Advantages and disadvantages of franchising

We have set out below some of the main advantages and disadvantages of buying a franchise business.


There are 5 main advantages to buying a franchise:

Brand Name Recognition

Well established franchisors provide you with an identity and a system which has proven to be effective and has a market impact:

  • you may be protected from market conditions, by the experience of the franchisor and the strength of a well established brand.
  • you may gain an established recognition from customers who identify your company or service.
  • a well established franchise offers you the ability to get customers in the door from day one with almost no extra expenditure.


You may gain the advantage of national advertising campaigns that are included in an upfront franchise fee or an ongoing monthly fee payable to the franchisor.

The advertising fee paid by to the franchisor is usually relatively small compared with the frequency and scope of advertising campaigns conducted by the franchisor.

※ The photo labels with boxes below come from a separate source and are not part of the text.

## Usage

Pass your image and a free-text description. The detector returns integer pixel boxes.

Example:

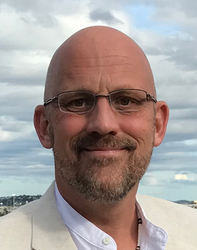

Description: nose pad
[87,96,119,135]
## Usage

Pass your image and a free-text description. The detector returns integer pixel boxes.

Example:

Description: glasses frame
[43,89,157,114]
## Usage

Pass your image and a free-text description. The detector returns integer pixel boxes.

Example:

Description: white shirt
[55,184,168,250]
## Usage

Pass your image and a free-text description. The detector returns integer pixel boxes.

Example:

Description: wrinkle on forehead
[44,26,155,100]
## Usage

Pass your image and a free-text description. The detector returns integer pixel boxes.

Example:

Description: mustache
[71,135,137,153]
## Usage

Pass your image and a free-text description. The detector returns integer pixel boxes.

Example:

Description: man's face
[49,53,155,203]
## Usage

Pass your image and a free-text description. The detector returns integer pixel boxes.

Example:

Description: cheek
[121,112,154,144]
[53,114,86,150]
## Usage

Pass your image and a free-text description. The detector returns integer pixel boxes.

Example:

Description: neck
[57,177,138,250]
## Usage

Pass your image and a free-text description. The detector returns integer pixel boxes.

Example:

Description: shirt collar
[55,183,168,250]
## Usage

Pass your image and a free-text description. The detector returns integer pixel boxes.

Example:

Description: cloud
[89,9,123,25]
[0,0,197,200]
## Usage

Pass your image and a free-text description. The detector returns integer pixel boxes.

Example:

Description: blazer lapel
[32,182,77,250]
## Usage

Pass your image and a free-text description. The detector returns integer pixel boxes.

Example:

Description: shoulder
[137,195,197,246]
[0,201,39,250]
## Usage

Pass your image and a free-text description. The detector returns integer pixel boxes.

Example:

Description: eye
[115,97,140,106]
[70,99,87,107]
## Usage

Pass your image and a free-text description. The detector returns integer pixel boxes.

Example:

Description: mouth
[82,147,128,157]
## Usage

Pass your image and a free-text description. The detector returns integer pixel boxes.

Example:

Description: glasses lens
[110,90,146,112]
[58,92,95,114]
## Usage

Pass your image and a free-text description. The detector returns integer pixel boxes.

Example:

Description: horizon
[0,0,197,200]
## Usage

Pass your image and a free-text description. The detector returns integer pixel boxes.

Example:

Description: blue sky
[0,0,197,200]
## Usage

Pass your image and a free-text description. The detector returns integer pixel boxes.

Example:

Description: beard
[50,130,154,205]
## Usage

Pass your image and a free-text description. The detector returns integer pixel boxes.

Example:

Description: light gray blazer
[0,183,197,250]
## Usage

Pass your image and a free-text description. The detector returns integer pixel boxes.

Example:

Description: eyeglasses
[44,89,157,115]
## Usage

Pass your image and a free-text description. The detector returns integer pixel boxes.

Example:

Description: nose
[87,97,119,135]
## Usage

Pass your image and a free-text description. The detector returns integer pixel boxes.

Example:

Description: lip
[83,148,126,157]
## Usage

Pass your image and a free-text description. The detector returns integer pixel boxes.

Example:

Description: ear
[154,101,169,147]
[34,105,52,148]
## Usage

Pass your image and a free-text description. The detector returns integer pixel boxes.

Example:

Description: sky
[0,0,197,201]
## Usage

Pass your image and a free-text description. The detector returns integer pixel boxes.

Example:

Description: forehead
[54,55,153,93]
[45,29,154,97]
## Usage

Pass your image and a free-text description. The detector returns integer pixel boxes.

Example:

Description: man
[0,27,197,250]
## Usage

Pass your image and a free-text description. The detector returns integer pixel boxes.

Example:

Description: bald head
[44,26,155,100]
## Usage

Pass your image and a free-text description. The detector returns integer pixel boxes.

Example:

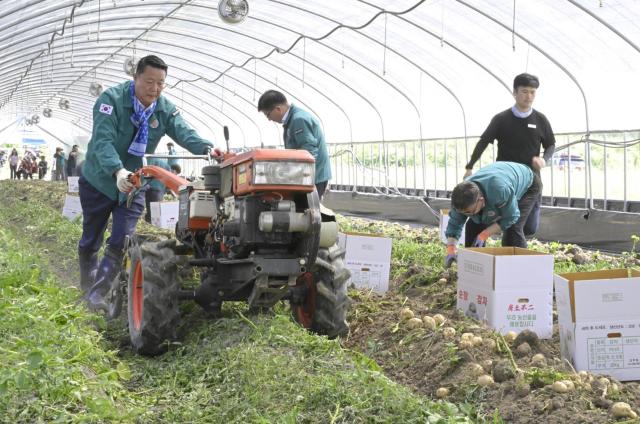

National advertising campaigns would be out of reach for a small business.

Support and Training

Well established franchisors will train you in everything from technology, to accounting, to standing behind the counter and taking money.

Training makes the franchise model a much less riskier venture than buying a stand alone business or starting a business from scratch:

  • franchisors are generally willing to help you to ensure the success of the franchisee.
  • you have the opportunity for support from other, more experienced, franchisees.


A franchisor is more likely to be in touch with the market trends that trigger changes necessary to keep up with changing times:

  • a well established and proven system is more likely to be able to withstand stormy economic conditions than a newly formed business.
  • the impact of any failed efforts are greatly reduced compared to a single business owner.

Negotiating Power

  • you have better negotiating power as a member of a recognised and proven brand.
  • you have the ability to tap into the bulk purchasing power and negotiating capacity made available by the franchisor.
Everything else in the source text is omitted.